NC Sheriff’s Slurs Snarl Locals’ Immigration Work
Marlon A. Walker, AP, October 22, 2008
{snip}
But in a newspaper interview last month, Bizzel [Sheriff Steve Bizzell] complained that “Mexicans are trashy” and pointed to several children playing and said “All they do is work and make love.” Though he quickly apologized, his contrition wasn’t enough to ward off critics who call his comments evidence that the nation’s increasingly popular efforts to enforce immigration statutes locally have nothing to do with law and order.
“The chief law enforcement officer is demonstrating his racism in public, and he’s allowing his officers to do the same,” said Tony Asion, the executive director of nonprofit advocacy group El Pueblo and a retired Delaware state trooper. {snip}
{snip}
Twenty years ago, roughly 77,000 Hispanics lived in North Carolina—about 1.2 percent of the population. At about 600,000 today, Hispanics represent 6.6 percent of the state’s 9.1 million residents, the 12th-largest overall Latino population among the 50 states.
The Washington-based Pew Hispanic Center estimated in 2006 there were about 400,000 illegal immigrants in North Carolina, most of whom are Latino. There is no breakdown based on ethnicity.
In Bizzell’s Johnston County, a short drive from Raleigh, Hispanics made up 1.5 percent of the population in 1990. Now, the group represents about 11 percent of the county’s nearly 160,000 people.
“Look at that,” he said, pointing at a storefront during his tour of the area with the newspaper reporter. “You can’t even read the durned sign. Everywhere you look, it’s like little Mexico around here.”
The 49-year-old has been the county’s top cop for 10 years and has said residents fear most crime is committed by illegal immigrants. In 2006, he said that based on arrests, Hispanics were responsible for up to 85 percent of drug trafficking in the county.
{snip}
“We’re tired of crime in general, but we’re darn tired of crime that involves an illegal criminal alien who shouldn’t be here in the first place,” he said then.
{snip}
Buncombe County Sheriff Van Duncan told Spanish-language paper La Voz Independiente last week that he’s worried that so many people are being pulled over and jailed through 287(g) on simple traffic violations.
{snip}
Bizzell’s comments to the newspaper “go from simply stating opinion to constituting illegal racial profiling if these opinions are reflected in practice,” said Jennifer Rudinger, the executive director of the American Civil Liberties Union of North Carolina. “It’s one thing to think something and say something.
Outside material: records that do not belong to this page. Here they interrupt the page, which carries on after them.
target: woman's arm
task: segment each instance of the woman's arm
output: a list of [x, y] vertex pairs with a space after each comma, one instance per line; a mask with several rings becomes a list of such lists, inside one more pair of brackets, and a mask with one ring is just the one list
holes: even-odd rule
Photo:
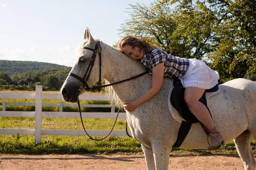
[[151, 88], [136, 100], [124, 102], [123, 105], [125, 110], [133, 111], [137, 106], [148, 100], [159, 92], [163, 84], [164, 69], [163, 63], [159, 64], [153, 68]]

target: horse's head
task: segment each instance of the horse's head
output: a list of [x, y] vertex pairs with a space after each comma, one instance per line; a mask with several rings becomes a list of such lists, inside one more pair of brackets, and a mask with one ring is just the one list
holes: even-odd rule
[[75, 64], [61, 90], [63, 99], [67, 102], [77, 102], [78, 96], [84, 91], [84, 87], [91, 87], [99, 81], [99, 42], [93, 39], [87, 28], [84, 39], [78, 47]]

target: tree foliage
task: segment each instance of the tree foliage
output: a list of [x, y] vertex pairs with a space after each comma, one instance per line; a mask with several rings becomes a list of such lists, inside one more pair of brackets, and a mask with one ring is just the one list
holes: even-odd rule
[[67, 67], [47, 62], [0, 60], [0, 72], [3, 72], [10, 77], [31, 71], [64, 67]]
[[188, 45], [199, 50], [196, 55], [213, 62], [221, 82], [255, 72], [255, 0], [167, 0], [160, 6], [175, 3], [178, 25], [174, 34], [188, 39]]
[[130, 6], [121, 34], [144, 37], [176, 56], [203, 60], [220, 73], [220, 82], [256, 72], [256, 0], [161, 0]]
[[155, 3], [147, 7], [137, 3], [130, 5], [128, 12], [131, 19], [122, 26], [121, 34], [144, 38], [148, 42], [157, 45], [168, 54], [189, 58], [191, 47], [185, 45], [186, 40], [180, 38], [173, 33], [177, 24], [173, 19], [170, 6], [155, 8]]
[[[3, 81], [5, 81], [6, 84], [10, 85], [12, 84], [12, 79], [9, 77], [7, 74], [3, 72], [0, 72], [0, 79], [2, 79]], [[3, 83], [0, 83], [0, 84], [3, 84]]]

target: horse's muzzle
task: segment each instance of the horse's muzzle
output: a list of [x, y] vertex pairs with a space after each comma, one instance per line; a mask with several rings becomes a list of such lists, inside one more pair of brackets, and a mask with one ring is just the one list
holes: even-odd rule
[[69, 88], [64, 87], [61, 88], [61, 92], [63, 99], [66, 102], [73, 103], [77, 102], [80, 91], [77, 90], [76, 88]]

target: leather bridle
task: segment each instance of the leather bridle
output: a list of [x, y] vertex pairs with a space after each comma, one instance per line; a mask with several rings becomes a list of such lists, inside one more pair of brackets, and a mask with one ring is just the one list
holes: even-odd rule
[[[80, 76], [76, 75], [72, 73], [70, 73], [68, 74], [69, 76], [73, 76], [73, 77], [75, 77], [76, 79], [79, 79], [81, 82], [84, 84], [82, 86], [80, 87], [79, 89], [78, 90], [78, 91], [80, 91], [81, 92], [84, 92], [85, 91], [90, 91], [94, 89], [97, 89], [98, 88], [104, 88], [105, 87], [110, 86], [111, 85], [115, 85], [117, 84], [121, 83], [123, 82], [127, 82], [129, 80], [131, 80], [133, 79], [136, 79], [138, 77], [139, 77], [141, 76], [143, 76], [148, 73], [149, 71], [146, 70], [146, 71], [140, 74], [137, 76], [134, 76], [131, 78], [129, 79], [125, 79], [123, 80], [119, 81], [117, 82], [116, 82], [110, 84], [109, 85], [100, 85], [101, 84], [101, 68], [102, 68], [102, 62], [101, 62], [101, 50], [102, 48], [100, 47], [100, 42], [97, 41], [96, 42], [96, 44], [95, 45], [95, 47], [94, 49], [88, 47], [83, 47], [83, 49], [86, 49], [87, 50], [90, 50], [92, 51], [93, 51], [93, 56], [92, 58], [91, 58], [91, 60], [90, 62], [90, 63], [89, 64], [89, 65], [87, 68], [87, 69], [86, 70], [86, 71], [85, 72], [85, 74], [84, 74], [84, 76], [83, 78], [81, 78]], [[97, 56], [97, 52], [99, 51], [99, 82], [97, 83], [99, 85], [98, 86], [96, 86], [90, 88], [89, 87], [88, 85], [87, 84], [87, 81], [90, 77], [90, 75], [92, 71], [92, 69], [93, 68], [93, 67], [94, 65], [94, 61], [95, 61], [95, 58], [96, 58], [96, 56]], [[87, 75], [87, 76], [86, 76]]]
[[[100, 44], [100, 42], [97, 41], [96, 42], [96, 44], [95, 45], [95, 47], [94, 48], [94, 49], [90, 48], [88, 48], [88, 47], [83, 47], [83, 49], [86, 49], [89, 50], [90, 50], [90, 51], [93, 51], [93, 56], [92, 57], [92, 58], [91, 58], [91, 60], [90, 62], [90, 63], [89, 63], [89, 65], [88, 66], [88, 67], [87, 68], [87, 69], [86, 70], [85, 74], [84, 74], [84, 77], [82, 78], [80, 77], [79, 76], [78, 76], [78, 75], [72, 73], [70, 73], [70, 74], [68, 74], [69, 76], [72, 76], [73, 77], [74, 77], [74, 78], [79, 79], [79, 80], [80, 80], [81, 82], [83, 83], [83, 86], [80, 87], [79, 89], [79, 90], [77, 90], [78, 91], [80, 91], [81, 92], [83, 92], [85, 91], [91, 91], [93, 90], [96, 89], [98, 88], [104, 88], [105, 87], [110, 86], [111, 85], [116, 85], [117, 84], [121, 83], [123, 82], [127, 82], [129, 80], [135, 79], [137, 78], [138, 78], [139, 77], [142, 76], [143, 75], [145, 75], [145, 74], [146, 74], [147, 73], [148, 73], [149, 71], [147, 70], [147, 71], [145, 71], [140, 74], [139, 74], [137, 76], [135, 76], [132, 77], [130, 78], [129, 79], [125, 79], [123, 80], [119, 81], [119, 82], [116, 82], [110, 84], [109, 85], [101, 85], [101, 86], [100, 85], [101, 84], [100, 82], [101, 80], [101, 66], [102, 66], [101, 50], [102, 50], [102, 48], [101, 48], [101, 47], [100, 47], [99, 44]], [[96, 58], [96, 56], [97, 56], [97, 52], [98, 51], [99, 51], [99, 82], [97, 84], [99, 86], [90, 88], [89, 87], [89, 86], [87, 84], [87, 81], [89, 79], [89, 78], [90, 77], [90, 74], [91, 72], [92, 71], [93, 67], [93, 66], [94, 65], [94, 61], [95, 61], [95, 59]], [[106, 138], [107, 138], [110, 134], [110, 133], [113, 130], [113, 129], [114, 128], [114, 127], [115, 126], [115, 125], [116, 124], [116, 122], [117, 117], [118, 116], [118, 114], [119, 114], [119, 112], [121, 110], [121, 108], [119, 108], [119, 109], [118, 110], [118, 111], [117, 112], [117, 114], [116, 115], [116, 117], [115, 122], [114, 122], [114, 124], [113, 125], [112, 128], [111, 129], [111, 130], [110, 130], [110, 132], [108, 133], [108, 135], [107, 135], [105, 136], [103, 138], [98, 139], [93, 139], [93, 138], [92, 138], [91, 136], [90, 136], [90, 135], [89, 135], [89, 134], [86, 131], [86, 130], [85, 130], [85, 128], [84, 128], [84, 123], [83, 122], [83, 119], [82, 119], [82, 114], [81, 114], [81, 107], [80, 107], [79, 98], [78, 98], [78, 97], [77, 98], [77, 104], [78, 104], [78, 107], [79, 108], [79, 111], [80, 112], [80, 118], [81, 119], [81, 122], [82, 123], [82, 125], [83, 125], [83, 128], [84, 128], [84, 131], [85, 132], [85, 133], [86, 133], [87, 135], [89, 137], [90, 139], [91, 139], [96, 140], [96, 141], [100, 141], [100, 140], [103, 140], [103, 139], [105, 139]], [[129, 135], [129, 134], [128, 133], [128, 131], [127, 131], [127, 120], [126, 120], [125, 130], [126, 131], [126, 133], [127, 134], [127, 135], [129, 137], [132, 137], [131, 136]]]
[[[85, 72], [85, 74], [84, 74], [84, 77], [82, 78], [80, 77], [80, 76], [76, 75], [72, 73], [70, 73], [68, 74], [69, 76], [72, 76], [75, 78], [78, 79], [80, 81], [81, 81], [83, 83], [83, 85], [82, 86], [80, 87], [78, 91], [79, 91], [82, 92], [85, 91], [86, 90], [90, 91], [91, 90], [91, 88], [89, 87], [89, 86], [87, 84], [87, 81], [88, 81], [89, 78], [90, 77], [90, 73], [92, 71], [92, 69], [93, 68], [93, 67], [94, 65], [94, 62], [95, 61], [95, 59], [96, 58], [96, 56], [97, 56], [97, 52], [99, 51], [99, 82], [97, 83], [98, 85], [99, 85], [101, 84], [101, 47], [99, 45], [100, 42], [97, 41], [96, 42], [96, 44], [95, 45], [95, 47], [94, 49], [88, 47], [83, 47], [83, 49], [87, 49], [87, 50], [90, 50], [93, 52], [93, 56], [91, 58], [91, 60], [89, 63], [89, 65], [87, 68], [87, 70], [86, 70], [86, 71]], [[87, 75], [87, 76], [86, 76]], [[85, 79], [85, 78], [86, 78]], [[86, 87], [86, 88], [85, 88]]]

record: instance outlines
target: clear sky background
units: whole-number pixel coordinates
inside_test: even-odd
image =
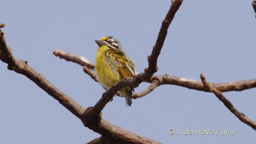
[[[210,82],[255,78],[256,18],[252,0],[184,0],[171,24],[155,74]],[[104,90],[81,66],[56,57],[60,49],[94,62],[107,36],[119,40],[141,72],[171,0],[7,0],[0,23],[8,45],[28,64],[84,107]],[[84,144],[100,136],[26,76],[0,62],[0,143]],[[142,83],[136,92],[149,85]],[[256,120],[256,89],[223,94]],[[164,143],[255,143],[256,132],[242,122],[213,94],[161,86],[131,107],[117,96],[102,111],[116,126]],[[168,130],[236,130],[235,135],[170,135]]]

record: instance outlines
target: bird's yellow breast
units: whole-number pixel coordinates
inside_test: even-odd
[[[106,52],[108,50],[109,48],[107,46],[101,46],[95,58],[97,79],[106,88],[113,86],[121,79],[117,66],[106,55]]]

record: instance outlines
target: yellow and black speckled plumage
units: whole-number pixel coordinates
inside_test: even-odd
[[[95,71],[98,81],[103,86],[108,88],[122,78],[135,76],[134,64],[117,40],[108,36],[95,42],[99,46],[95,58]],[[126,98],[126,106],[131,105],[133,90],[133,88],[125,86],[119,90]]]

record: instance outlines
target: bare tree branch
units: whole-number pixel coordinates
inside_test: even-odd
[[[112,98],[114,94],[122,87],[128,86],[134,88],[137,87],[144,81],[150,78],[157,71],[157,58],[164,44],[167,34],[167,29],[172,22],[176,12],[182,4],[183,0],[176,0],[173,2],[165,18],[162,22],[162,25],[155,46],[153,48],[151,55],[148,56],[148,67],[145,70],[145,72],[138,74],[135,78],[126,78],[118,82],[107,90],[102,95],[102,97],[93,107],[91,110],[92,116],[98,115],[106,104]]]
[[[4,25],[2,24],[0,24],[0,27]],[[108,139],[108,140],[111,142],[111,143],[117,142],[125,143],[124,142],[133,144],[142,144],[146,142],[148,143],[160,143],[110,124],[102,118],[102,116],[100,115],[97,118],[94,118],[96,117],[92,116],[88,112],[89,111],[88,110],[91,109],[92,107],[85,109],[72,98],[58,89],[43,76],[27,65],[27,62],[16,59],[12,54],[11,49],[7,46],[4,36],[4,33],[0,29],[0,60],[8,64],[8,68],[9,70],[22,74],[34,82],[80,119],[85,126],[98,132],[103,136],[104,138],[105,138],[104,140],[106,140]]]
[[[254,12],[256,13],[256,0],[254,0],[252,2],[252,8],[254,10]]]
[[[205,76],[204,76],[204,74],[201,73],[200,77],[202,80],[202,82],[204,84],[204,86],[211,92],[214,94],[219,100],[223,103],[225,106],[226,106],[231,112],[234,114],[235,116],[242,122],[247,124],[251,127],[252,128],[256,130],[256,122],[254,122],[250,120],[245,116],[244,114],[237,110],[234,106],[232,103],[225,97],[222,94],[221,92],[212,86],[210,83],[206,80]]]
[[[57,100],[70,112],[81,118],[85,109],[71,98],[63,93],[48,81],[43,76],[27,64],[27,62],[16,59],[12,54],[11,50],[6,45],[4,33],[0,29],[0,56],[3,62],[8,64],[8,69],[26,76],[49,95]]]
[[[68,54],[70,54],[62,51],[61,50],[58,50],[60,51],[61,52],[59,52],[59,55],[57,55],[56,56],[61,57],[62,58],[65,60],[66,60],[65,58],[68,57],[66,55],[68,55]],[[64,55],[62,55],[62,54]],[[72,54],[74,56],[76,56],[75,54]],[[82,57],[75,56],[74,57],[74,58],[75,59],[77,59],[78,58],[79,58],[81,57]],[[83,59],[87,60],[85,58],[83,58]],[[71,60],[67,61],[70,61],[77,63],[75,60]],[[92,62],[90,62],[88,60],[88,63],[86,62],[84,62],[83,64],[84,64],[84,66],[88,65],[90,65],[90,68],[88,68],[87,67],[86,68],[84,68],[84,71],[91,76],[92,79],[96,81],[96,76],[95,74],[93,72],[90,70],[94,70],[95,64],[93,64]],[[79,64],[78,63],[78,64]],[[149,79],[146,80],[144,82],[150,83],[151,83],[150,86],[153,86],[153,85],[152,85],[152,83],[154,80],[156,80],[158,82],[158,84],[157,86],[156,86],[157,87],[163,84],[171,84],[182,86],[192,90],[202,91],[205,92],[210,92],[208,89],[206,88],[204,86],[204,85],[201,82],[197,81],[195,80],[187,78],[171,76],[167,74],[165,74],[163,75],[153,75]],[[242,90],[256,87],[256,79],[225,83],[211,83],[210,84],[221,92],[226,92],[232,91],[241,91]],[[155,88],[154,88],[154,89]],[[143,92],[141,92],[138,93],[133,93],[132,96],[132,98],[136,99],[140,98],[148,94],[148,93],[147,93],[146,94],[145,92],[146,91],[149,92],[151,92],[152,91],[148,91],[150,88],[151,88],[148,87],[146,88],[146,89]],[[117,93],[117,95],[118,96],[122,97],[122,96],[118,92]]]
[[[84,72],[89,75],[93,80],[96,82],[98,82],[98,80],[96,79],[96,74],[95,74],[94,72],[92,72],[92,71],[86,66],[84,66],[83,69],[84,70]]]
[[[58,56],[60,58],[63,58],[67,61],[76,63],[82,66],[86,66],[91,70],[93,70],[95,68],[94,64],[91,63],[84,57],[78,57],[74,54],[66,53],[60,50],[56,50],[53,53],[55,56]]]

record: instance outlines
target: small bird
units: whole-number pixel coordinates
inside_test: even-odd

It’s another to have that kind of bias carried out and enforced.”
Rudinger said the ACLU is seeking information from Johnston County about the number of drunken-driving checkpoints, arrests and jail bookings to see if Bizzell’s department is complying with state law prohibiting profiling.
Bizzell’s attorney Ronnie Mitchell said that will only be good for his client.
“Those documents reinforce Sheriff Bizzell’s commitment to fairness, liberty, and justice for all.”